Distinguished Professor; Director, Innovative Computing Laboratory
Areas of Interest
- Scientific computing
- Numerical linear algebra
- Parallel processing
- Software tools
- Mathematical software and software repositories
- B.S. in Mathematics, Chicago State University, 1972
- M.S. in Computer Science, Illinois Institute of Technology, 1972
- Ph.D in Applied Mathematics, University of New Mexico, 1980
Jack Dongarra received a Bachelor of Science in Mathematics from Chicago State University in 1972 and a Master of Science in Computer Science from the Illinois Institute of Technology in 1973. He received his Ph.D. in Applied Mathematics from the University of New Mexico in 1980. He worked at the Argonne National Laboratory until 1989, becoming a senior scientist.
He now holds an appointment as University Distinguished Professor of Computer Science in the Computer Science Department at the University of Tennessee, has the position of a Distinguished Research Staff member in the Computer Science and Mathematics Division at Oak Ridge National Laboratory (ORNL), Turing Fellow in the Computer Science and Mathematics Schools at the University of Manchester, and an Adjunct Professor in the Computer Science Department at Rice University.
He specializes in numerical algorithms in linear algebra, parallel computing, the use of advanced-computer architectures, programming methodology, and tools for parallel computers. His research includes the development, testing and documentation of high quality mathematical software.
He has contributed to the design and implementation of the following open source software packages and systems: EISPACK, LINPACK, the BLAS, LAPACK, ScaLAPACK, Netlib, PVM, MPI, NetSolve, Top500, ATLAS, and PAPI. He has published approximately 300 articles, papers, reports and technical memoranda and he is coauthor of several books.

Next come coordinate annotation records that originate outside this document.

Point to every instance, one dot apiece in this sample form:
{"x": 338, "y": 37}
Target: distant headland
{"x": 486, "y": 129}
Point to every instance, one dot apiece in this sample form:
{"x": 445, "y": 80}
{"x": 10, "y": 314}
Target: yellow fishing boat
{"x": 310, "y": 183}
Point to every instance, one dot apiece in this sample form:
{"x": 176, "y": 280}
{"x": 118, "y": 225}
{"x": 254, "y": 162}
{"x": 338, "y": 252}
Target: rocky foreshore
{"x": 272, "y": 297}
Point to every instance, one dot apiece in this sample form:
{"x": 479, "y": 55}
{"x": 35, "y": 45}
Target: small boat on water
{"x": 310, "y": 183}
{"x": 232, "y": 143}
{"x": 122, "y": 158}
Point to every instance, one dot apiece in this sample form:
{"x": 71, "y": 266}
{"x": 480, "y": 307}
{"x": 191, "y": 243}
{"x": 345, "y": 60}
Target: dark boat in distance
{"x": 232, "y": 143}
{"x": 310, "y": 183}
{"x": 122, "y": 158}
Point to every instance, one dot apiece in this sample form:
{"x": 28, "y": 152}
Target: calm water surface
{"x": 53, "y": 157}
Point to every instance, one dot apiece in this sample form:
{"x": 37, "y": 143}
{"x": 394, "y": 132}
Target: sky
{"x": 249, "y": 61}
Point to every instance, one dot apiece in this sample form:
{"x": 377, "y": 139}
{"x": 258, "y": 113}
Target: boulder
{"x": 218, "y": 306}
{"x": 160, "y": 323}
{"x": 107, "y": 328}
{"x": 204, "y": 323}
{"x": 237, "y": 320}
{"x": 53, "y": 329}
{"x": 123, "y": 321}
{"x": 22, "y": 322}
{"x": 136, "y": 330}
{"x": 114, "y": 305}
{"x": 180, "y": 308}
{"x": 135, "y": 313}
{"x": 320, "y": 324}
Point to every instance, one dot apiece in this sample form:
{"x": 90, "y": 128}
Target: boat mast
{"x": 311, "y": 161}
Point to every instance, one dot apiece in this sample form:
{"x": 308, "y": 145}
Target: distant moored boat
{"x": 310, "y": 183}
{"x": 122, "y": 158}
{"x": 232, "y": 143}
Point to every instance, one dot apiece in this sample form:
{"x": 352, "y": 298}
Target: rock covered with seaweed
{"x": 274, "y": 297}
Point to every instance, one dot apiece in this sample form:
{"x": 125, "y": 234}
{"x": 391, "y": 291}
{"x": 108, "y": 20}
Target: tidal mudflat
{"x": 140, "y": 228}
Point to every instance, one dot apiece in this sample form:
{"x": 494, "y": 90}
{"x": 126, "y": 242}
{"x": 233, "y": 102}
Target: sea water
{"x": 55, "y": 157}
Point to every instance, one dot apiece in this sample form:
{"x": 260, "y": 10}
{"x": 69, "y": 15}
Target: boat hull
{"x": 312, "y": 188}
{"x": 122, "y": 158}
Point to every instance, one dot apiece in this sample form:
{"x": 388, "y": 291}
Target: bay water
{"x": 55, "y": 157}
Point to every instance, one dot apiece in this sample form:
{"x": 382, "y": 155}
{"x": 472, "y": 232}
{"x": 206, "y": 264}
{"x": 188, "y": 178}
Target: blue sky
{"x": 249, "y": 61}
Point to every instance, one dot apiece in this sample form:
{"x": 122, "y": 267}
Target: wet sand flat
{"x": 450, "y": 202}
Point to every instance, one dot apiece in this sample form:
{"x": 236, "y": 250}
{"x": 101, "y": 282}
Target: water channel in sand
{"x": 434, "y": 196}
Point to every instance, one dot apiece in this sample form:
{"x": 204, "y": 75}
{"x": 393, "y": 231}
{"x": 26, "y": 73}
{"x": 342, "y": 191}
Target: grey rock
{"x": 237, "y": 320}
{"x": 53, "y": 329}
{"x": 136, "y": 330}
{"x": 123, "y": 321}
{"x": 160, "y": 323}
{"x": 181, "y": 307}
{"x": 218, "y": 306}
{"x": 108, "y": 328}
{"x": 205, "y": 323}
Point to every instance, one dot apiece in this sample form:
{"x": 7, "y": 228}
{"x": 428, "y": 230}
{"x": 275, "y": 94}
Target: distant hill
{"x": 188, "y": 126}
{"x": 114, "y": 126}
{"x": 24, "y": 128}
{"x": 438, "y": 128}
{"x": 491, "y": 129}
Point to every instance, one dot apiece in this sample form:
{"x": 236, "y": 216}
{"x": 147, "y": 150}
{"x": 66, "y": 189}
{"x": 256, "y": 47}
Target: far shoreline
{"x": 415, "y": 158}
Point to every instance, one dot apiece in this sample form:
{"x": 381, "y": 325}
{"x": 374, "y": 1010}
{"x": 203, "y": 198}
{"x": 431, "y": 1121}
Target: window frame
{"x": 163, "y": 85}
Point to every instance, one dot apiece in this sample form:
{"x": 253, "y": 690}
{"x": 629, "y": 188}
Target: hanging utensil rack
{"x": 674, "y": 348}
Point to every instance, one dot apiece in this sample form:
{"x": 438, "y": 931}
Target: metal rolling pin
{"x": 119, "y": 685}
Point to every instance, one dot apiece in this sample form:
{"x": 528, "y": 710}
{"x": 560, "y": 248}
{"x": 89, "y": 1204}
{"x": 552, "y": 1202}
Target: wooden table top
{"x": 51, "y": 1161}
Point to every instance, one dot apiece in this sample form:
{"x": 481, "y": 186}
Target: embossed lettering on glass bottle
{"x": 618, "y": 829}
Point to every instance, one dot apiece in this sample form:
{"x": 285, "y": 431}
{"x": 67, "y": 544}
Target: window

He was awarded the IEEE Sid Fernbach Award in 2004 for his contributions in the application of high performance computers using innovative approaches; in 2008 he was the recipient of the first IEEE Medal of Excellence in Scalable Computing; in 2010 he was the first recipient of the SIAM Special Interest Group on Supercomputing’s award for Career Achievement; in 2011 he was the recipient of the IEEE Charles Babbage Award; and in 2013 he was the recipient of the ACM/IEEE Ken Kennedy Award for his leadership in designing and promoting standards for mathematical software used to solve numerical problems common to high performance computing. He is a Fellow of the AAAS, ACM, IEEE, and SIAM and a foreign member of the Russian Academy of Sciences and a member of the US National Academy of Engineering.